64 bit system suddenly thinks it is 32 bit.

Message boards : Questions and problems : 64 bit system suddenly thinks it is 32 bit.
Message board moderation

To post messages, you must log in.

1 · 2 · Next

AuthorMessage
Charles Dennett

Send message
Joined: 8 Nov 05
Posts: 24
United States
Message 64302 - Posted: 16 Sep 2015, 14:18:55 UTC

I have 3 64 bit Linux systems all running Fedora 22 with the latest patches. Several weeks ago they started thinking they are 32 bit. They started using the 32 bit executables for the projects I crunch. I found lines like this in the sched_request files for each project:

    <platform_name>x86_64-pc-linux-gnu</platform_name>
    <alt_platform>
        <name>i686-pc-linux-gnu</name>
    </alt_platform>


This past weekend one of those system had a failed disk drive and I had to replace it and rebuild the system from scratch. Still Fedora 22 with all the latest patches. All of a sudden it no longer believes it is 32 bit. The alt_platform stanza no longer appears in any of its sched_request files.

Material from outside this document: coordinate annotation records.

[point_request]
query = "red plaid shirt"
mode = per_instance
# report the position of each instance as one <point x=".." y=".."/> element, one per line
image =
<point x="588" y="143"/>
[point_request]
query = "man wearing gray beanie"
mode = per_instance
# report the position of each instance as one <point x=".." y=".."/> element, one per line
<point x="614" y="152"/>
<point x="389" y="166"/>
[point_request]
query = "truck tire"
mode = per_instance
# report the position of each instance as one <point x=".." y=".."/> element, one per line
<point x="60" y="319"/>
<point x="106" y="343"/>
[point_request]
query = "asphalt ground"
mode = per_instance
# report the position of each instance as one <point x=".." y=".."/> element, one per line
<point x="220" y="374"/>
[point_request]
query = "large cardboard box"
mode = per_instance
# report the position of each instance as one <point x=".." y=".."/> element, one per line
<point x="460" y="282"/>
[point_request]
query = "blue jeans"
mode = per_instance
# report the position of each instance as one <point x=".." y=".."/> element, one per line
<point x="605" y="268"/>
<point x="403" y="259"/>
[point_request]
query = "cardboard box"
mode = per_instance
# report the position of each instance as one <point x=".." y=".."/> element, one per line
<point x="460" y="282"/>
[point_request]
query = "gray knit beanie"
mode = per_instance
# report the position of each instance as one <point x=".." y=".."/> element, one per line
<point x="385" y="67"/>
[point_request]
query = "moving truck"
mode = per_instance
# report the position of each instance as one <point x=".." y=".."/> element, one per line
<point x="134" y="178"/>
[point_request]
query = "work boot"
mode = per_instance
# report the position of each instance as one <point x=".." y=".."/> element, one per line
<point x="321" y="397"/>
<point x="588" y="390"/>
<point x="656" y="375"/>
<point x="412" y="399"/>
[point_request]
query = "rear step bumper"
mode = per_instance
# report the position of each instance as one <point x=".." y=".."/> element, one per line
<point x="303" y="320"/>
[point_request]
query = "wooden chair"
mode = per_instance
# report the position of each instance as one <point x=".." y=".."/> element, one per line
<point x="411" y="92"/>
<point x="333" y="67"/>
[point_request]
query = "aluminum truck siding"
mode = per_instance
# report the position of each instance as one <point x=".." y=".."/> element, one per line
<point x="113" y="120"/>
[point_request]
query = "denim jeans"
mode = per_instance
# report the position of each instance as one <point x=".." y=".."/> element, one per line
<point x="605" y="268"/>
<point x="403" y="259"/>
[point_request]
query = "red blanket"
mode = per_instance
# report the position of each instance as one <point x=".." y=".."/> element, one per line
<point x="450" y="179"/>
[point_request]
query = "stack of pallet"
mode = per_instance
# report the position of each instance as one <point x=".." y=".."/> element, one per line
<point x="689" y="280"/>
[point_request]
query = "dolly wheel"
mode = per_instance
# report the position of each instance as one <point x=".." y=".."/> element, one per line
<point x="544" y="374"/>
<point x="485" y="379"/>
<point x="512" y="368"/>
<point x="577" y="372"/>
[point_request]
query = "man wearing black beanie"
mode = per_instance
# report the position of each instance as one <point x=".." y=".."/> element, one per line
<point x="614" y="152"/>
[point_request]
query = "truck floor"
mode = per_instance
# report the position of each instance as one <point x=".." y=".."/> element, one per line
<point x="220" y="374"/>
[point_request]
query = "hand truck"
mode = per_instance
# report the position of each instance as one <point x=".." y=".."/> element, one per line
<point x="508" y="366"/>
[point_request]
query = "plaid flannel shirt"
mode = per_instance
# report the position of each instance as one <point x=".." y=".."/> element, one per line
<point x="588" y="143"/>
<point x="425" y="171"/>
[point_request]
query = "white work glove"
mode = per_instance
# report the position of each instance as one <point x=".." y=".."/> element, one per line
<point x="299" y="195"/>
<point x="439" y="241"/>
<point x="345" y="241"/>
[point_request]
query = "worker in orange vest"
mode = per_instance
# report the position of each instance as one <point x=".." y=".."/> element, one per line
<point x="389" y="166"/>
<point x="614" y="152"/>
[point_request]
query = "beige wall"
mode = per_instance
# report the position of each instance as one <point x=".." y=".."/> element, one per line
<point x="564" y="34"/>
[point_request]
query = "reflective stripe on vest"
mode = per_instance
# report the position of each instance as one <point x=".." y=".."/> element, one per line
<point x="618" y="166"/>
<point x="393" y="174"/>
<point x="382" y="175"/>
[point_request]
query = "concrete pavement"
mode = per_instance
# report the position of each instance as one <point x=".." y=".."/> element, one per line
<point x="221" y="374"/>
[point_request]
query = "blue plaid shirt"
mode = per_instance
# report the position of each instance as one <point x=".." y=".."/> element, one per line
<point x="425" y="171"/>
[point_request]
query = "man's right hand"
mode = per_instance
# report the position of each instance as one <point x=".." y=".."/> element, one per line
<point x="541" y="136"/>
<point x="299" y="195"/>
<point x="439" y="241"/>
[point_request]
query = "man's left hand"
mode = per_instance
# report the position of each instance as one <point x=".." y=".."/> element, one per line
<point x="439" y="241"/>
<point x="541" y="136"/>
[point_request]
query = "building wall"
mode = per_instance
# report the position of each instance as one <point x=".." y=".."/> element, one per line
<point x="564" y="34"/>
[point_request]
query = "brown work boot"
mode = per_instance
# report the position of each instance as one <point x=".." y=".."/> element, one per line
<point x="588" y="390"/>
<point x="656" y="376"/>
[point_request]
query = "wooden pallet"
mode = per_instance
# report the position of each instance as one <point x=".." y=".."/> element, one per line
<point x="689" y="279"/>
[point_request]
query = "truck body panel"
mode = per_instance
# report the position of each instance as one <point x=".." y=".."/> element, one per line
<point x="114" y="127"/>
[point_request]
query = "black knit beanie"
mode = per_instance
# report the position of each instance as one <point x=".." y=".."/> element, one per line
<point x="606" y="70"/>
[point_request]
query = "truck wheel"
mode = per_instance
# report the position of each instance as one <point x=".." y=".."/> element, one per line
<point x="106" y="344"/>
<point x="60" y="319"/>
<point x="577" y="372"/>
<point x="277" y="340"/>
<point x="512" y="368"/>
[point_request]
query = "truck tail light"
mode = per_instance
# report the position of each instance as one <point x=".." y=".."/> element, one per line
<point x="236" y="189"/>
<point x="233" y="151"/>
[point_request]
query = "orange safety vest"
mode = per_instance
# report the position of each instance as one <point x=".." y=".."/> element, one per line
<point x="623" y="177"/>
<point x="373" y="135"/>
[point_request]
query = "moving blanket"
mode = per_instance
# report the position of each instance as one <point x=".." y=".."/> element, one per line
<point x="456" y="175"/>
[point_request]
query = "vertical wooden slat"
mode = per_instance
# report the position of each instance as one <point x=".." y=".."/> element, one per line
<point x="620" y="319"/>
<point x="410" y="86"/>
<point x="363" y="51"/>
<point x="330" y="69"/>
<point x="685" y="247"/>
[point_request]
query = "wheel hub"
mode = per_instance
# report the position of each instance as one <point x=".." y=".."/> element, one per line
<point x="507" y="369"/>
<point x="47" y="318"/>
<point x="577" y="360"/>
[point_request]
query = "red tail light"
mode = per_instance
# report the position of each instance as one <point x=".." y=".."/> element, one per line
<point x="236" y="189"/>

I guessing that some package or patch that got installed when this started is confusing whatever it is in the boinc client that decides if it is 64 bit capable or not. Perhaps some 64 bit library was not updated. When I reinstalled the system this past weekend, I grabbed the KDE LiveCD and used that to reinstall. Other than the boinc-client, I installed nothing extra.

I've googled around and found nothing appropriate. Next step is to see if I can grab the source and take a look although I'm not a developer, only a UNIX/Linux admin so I may or may not have any luck. Oh, and boinc clinet and manager is installed from the packages supplied in the Fedora repository. It is version 7.2.42.

Any hints or suggestions would be appreciated. If more info is needed, let me know.
ID: 64302 · Report as offensive
Richard Haselgrove
Volunteer tester
Help desk expert

Send message
Joined: 5 Oct 06
Posts: 5077
United Kingdom
Message 64303 - Posted: 16 Sep 2015, 14:36:57 UTC - in response to Message 64302.  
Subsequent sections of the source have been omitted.